EcoSta 2023: Start Registration
View Submission - EcoSta2023
A0711
Title: A refined extreme quantiles estimator for Weibull tail-distributions Authors:  Jonathan El Methni - Universite Paris Cite (France) [presenting]
Stephane Girard - Inria (France)
Abstract: The problem of extreme quantiles estimation is addressed for Weibull tail distributions. Since such quantiles are asymptotically larger than the sample maxima, their estimation requires extrapolation methods. In the case of Weibull tail distributions, classical extreme-value estimators are numerically outperformed by estimators dedicated to this set of light-tailed distributions.
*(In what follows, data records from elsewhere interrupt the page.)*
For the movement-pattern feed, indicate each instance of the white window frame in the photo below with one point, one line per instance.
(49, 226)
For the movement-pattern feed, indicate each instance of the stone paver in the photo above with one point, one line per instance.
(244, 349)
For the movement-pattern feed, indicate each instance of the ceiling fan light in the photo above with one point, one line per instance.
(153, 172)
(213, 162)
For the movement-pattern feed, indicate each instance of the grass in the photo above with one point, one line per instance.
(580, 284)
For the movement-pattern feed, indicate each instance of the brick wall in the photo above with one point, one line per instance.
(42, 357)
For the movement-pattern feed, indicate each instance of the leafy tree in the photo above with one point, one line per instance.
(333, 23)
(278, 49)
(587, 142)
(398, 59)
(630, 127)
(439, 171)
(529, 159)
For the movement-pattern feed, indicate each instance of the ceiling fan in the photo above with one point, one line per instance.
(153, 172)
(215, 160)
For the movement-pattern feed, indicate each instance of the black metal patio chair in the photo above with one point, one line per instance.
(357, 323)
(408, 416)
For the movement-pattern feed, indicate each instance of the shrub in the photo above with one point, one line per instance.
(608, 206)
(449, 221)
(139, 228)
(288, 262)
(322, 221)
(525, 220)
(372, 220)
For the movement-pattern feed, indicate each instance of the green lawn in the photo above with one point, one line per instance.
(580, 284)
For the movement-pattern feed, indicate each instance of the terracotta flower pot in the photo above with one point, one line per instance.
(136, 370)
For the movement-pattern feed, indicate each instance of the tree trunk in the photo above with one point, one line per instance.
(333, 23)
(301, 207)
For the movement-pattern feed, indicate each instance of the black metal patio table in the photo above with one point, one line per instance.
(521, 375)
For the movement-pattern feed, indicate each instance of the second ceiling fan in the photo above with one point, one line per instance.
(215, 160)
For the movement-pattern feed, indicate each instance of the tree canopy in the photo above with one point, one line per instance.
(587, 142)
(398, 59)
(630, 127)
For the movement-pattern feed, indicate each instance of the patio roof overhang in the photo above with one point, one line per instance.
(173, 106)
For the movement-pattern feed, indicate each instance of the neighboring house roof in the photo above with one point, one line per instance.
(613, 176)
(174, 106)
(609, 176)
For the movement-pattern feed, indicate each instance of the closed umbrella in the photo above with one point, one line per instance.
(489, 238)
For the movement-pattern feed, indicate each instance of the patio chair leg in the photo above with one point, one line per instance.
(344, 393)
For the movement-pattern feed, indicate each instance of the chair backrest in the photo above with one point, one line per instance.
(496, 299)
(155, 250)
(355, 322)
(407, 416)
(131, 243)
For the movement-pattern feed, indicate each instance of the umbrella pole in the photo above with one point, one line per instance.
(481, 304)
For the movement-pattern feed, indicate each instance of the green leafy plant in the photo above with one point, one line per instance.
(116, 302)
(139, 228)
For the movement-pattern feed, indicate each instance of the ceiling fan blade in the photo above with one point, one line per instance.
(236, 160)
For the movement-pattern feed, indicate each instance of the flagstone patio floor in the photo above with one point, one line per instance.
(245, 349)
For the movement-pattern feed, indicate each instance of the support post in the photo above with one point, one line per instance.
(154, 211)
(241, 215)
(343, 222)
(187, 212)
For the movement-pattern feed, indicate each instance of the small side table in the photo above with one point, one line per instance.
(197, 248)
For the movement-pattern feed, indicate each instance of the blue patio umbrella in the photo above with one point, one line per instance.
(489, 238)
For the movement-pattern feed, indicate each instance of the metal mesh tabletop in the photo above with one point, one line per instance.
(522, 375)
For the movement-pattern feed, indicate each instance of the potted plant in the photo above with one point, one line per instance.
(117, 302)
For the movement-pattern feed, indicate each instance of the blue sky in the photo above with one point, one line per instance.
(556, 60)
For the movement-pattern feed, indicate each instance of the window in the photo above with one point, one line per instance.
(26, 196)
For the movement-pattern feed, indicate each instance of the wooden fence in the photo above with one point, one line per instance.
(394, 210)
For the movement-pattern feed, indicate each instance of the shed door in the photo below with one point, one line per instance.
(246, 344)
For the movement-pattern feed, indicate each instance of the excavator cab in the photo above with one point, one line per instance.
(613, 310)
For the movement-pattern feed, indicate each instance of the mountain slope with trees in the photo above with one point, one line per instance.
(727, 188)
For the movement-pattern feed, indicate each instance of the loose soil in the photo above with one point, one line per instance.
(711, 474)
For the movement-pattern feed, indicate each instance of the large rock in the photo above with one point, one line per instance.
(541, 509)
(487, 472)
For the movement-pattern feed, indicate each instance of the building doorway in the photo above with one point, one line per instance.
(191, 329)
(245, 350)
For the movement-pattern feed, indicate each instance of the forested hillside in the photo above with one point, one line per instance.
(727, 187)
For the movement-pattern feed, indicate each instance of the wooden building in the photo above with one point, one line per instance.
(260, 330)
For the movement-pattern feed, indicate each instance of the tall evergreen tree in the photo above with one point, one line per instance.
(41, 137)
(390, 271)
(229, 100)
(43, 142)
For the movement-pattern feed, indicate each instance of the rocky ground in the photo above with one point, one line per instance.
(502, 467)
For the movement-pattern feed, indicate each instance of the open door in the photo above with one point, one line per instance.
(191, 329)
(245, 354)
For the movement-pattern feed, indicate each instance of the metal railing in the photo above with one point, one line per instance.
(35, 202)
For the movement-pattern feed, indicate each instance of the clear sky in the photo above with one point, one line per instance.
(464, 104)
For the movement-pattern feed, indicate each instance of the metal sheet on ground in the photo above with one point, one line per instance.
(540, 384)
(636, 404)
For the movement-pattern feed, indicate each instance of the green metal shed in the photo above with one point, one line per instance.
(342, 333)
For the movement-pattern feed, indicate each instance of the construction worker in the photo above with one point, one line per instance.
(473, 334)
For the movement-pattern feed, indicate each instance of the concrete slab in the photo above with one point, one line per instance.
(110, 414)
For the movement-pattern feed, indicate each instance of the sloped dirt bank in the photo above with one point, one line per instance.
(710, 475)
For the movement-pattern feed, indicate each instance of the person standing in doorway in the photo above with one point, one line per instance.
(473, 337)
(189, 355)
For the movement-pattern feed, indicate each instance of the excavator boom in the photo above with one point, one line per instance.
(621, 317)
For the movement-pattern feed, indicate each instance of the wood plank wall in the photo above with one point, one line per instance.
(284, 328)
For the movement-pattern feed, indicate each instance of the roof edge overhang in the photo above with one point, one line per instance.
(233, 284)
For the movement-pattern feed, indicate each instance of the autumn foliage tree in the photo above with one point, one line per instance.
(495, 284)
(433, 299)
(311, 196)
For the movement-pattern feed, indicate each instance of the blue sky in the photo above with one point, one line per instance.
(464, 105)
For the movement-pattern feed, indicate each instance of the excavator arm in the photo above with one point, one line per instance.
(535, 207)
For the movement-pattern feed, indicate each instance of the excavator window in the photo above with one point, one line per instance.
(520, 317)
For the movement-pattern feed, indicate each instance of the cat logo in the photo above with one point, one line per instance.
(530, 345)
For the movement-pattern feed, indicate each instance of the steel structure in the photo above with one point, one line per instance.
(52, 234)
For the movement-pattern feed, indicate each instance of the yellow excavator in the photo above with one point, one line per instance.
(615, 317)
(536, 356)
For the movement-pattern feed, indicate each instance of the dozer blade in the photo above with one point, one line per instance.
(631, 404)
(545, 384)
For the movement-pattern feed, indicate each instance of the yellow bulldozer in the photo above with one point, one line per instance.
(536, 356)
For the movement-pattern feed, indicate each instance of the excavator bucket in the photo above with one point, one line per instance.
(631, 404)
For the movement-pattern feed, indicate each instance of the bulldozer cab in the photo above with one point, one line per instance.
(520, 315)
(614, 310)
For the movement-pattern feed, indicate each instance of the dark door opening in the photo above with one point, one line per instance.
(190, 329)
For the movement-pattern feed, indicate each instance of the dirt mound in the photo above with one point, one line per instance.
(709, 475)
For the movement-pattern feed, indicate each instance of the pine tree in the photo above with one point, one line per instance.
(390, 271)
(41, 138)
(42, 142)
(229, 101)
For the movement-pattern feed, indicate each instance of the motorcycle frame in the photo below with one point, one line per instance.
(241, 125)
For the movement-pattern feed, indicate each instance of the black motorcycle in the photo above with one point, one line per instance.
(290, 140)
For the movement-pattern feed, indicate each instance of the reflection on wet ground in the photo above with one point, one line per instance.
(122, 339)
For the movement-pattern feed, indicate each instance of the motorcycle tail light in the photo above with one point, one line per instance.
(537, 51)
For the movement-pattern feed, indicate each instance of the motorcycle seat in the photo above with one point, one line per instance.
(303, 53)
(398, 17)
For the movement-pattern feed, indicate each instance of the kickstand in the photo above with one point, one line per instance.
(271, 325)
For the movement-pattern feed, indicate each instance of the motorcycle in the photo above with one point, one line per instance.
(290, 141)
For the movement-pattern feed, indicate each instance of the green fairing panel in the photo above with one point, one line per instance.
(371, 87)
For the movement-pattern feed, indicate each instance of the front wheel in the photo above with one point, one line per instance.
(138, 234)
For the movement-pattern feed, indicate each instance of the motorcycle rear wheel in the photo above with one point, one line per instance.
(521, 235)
The latter estimators of extreme quantiles are based on two estimators: an order statistic to estimate an intermediate quantile and an estimator of the Weibull tail coefficient. The common practice is to select the same intermediate sequence for both estimators. The aim is to show how an adapted choice of two different intermediate sequences leads to a reduction of the asymptotic bias associated with the resulting refined estimator. The asymptotic normality of the refined estimator is established, and a data-driven method is introduced for the practical selection of the intermediate sequences. The approach is compared to three estimators of extreme quantiles dedicated to Weibull tail distributions in a simulation study. An illustration of real data is also provided.